Seringnya, perasaan itu mula-mula muncul ke permukaan ketika memenuhi standar tampan/cantik dari orang tersebut. Kemudian, beranjak pada:
- Bagaimana sikapnya?
- Apakah dia pemarah?
- Apakah dia penyayang?
- Apakah dia pemaaf?
- Apakah dia pemalas?
- Bagaimana kesehariannya?
- Apakah memiliki ketertarikan pada hal yang sama?
- Apakah memiliki hobi yang sama?
- Bagaimana tutur katanya?
- Bagaimana tingkat pendidikannya?
- Apakah baginya penting untuk memiliki tingkat pendidikan yang sama?
- Bagaimana keluarganya?
- Apakah berasal dari suku yang hanya membolehkan nikah dari suku yang sama?
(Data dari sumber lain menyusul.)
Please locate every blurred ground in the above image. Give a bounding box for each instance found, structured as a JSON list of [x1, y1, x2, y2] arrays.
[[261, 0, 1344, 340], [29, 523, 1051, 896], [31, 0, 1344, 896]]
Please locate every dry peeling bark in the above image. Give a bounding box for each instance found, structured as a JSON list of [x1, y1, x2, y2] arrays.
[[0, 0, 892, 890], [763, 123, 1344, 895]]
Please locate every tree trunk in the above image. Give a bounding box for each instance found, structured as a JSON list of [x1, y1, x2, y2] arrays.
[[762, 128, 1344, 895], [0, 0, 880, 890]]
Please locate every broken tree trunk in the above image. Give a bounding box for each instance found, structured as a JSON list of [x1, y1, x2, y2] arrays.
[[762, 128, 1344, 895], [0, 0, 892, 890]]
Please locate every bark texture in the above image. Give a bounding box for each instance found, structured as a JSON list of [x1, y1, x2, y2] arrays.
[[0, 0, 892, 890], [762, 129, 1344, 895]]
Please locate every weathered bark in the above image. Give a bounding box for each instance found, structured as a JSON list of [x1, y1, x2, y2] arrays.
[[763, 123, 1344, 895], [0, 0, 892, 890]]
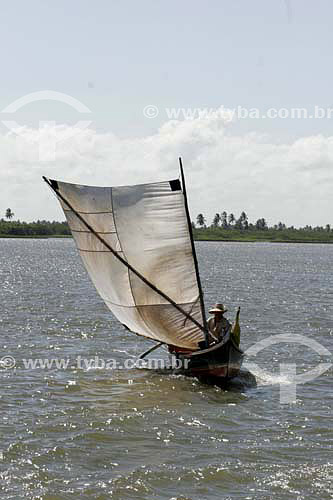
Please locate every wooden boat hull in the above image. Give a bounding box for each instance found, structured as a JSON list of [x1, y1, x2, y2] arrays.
[[170, 338, 244, 381]]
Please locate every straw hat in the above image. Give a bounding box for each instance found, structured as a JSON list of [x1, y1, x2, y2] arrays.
[[209, 304, 228, 314]]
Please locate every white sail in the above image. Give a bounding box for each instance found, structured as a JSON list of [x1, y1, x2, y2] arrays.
[[46, 180, 204, 349]]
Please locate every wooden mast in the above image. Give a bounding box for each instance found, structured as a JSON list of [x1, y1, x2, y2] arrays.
[[179, 158, 209, 345]]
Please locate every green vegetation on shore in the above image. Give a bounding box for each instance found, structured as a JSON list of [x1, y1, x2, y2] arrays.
[[193, 228, 333, 243], [0, 219, 71, 238], [192, 212, 333, 243], [0, 209, 333, 243]]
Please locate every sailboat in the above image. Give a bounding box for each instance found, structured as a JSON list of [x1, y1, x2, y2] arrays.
[[43, 158, 243, 380]]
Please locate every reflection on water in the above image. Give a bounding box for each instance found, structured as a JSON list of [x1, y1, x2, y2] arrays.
[[0, 240, 333, 500]]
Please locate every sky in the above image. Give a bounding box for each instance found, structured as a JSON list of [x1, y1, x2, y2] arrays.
[[0, 0, 333, 226]]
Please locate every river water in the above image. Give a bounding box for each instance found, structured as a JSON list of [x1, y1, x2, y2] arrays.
[[0, 239, 333, 500]]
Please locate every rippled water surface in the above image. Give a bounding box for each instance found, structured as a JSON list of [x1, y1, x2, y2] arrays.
[[0, 240, 333, 500]]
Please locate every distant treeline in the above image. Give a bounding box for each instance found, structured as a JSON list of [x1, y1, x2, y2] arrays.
[[0, 219, 71, 236], [192, 212, 333, 233]]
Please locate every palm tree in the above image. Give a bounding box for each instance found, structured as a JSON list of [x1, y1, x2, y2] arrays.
[[228, 214, 236, 226], [213, 214, 221, 227], [220, 211, 228, 229], [197, 214, 206, 227], [5, 208, 14, 219]]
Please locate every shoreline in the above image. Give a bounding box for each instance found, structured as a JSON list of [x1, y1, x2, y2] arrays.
[[0, 234, 333, 245]]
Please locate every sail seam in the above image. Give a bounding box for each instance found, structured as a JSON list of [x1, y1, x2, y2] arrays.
[[101, 295, 197, 309], [71, 229, 117, 234], [43, 176, 206, 332], [63, 208, 112, 215], [110, 188, 154, 338]]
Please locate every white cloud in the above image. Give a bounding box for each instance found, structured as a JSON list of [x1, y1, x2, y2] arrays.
[[0, 110, 333, 225]]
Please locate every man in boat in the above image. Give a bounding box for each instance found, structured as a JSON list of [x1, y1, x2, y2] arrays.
[[208, 304, 231, 342]]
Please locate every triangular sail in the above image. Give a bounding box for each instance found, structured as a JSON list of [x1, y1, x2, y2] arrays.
[[44, 179, 205, 349]]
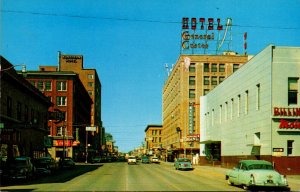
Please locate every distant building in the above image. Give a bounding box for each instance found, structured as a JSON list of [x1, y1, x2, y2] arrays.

- Apakah orang tuanya baik?
- Apakah orang tuanya menerima?
- Bagaimana pekerjaannya?
- Bagaimana dengan tempat tinggalnya?
- Apakah tempat tinggalnya jauh?
- Jika jauh, apakah mungkin untuk dijangkau?
- Jika jauh, apakah mau ada yang harus mengalah?
Dan sederet pertanyaan lainnya.
Pertanyaan di atas hanya contoh kecil, bagaimana dua anak manusia yang mencoba untuk mencocokkan diri satu sama lain. Kompleks. Itulah sebabnya, saya pernah menulis:
Jatuh cinta, itu sebuah kebahagiaan.
Jatuh cinta pada orang yang tepat, itu sebuah keberuntungan.
Jatuh cinta pada orang yang tepat dan juga berbalik mencintai, itu sebuah kesempurnaan hidup.
Sering sekali, saat kita jatuh cinta pada seseorang, ternyata seseorang tersebut tidak mencintai kita. Atau, kita jatuh cinta, tapi pada orang yang salah, dia buruk. Beruntunglah ketika cinta itu tertuju pada orang yang tepat, dan berbalik mencintai.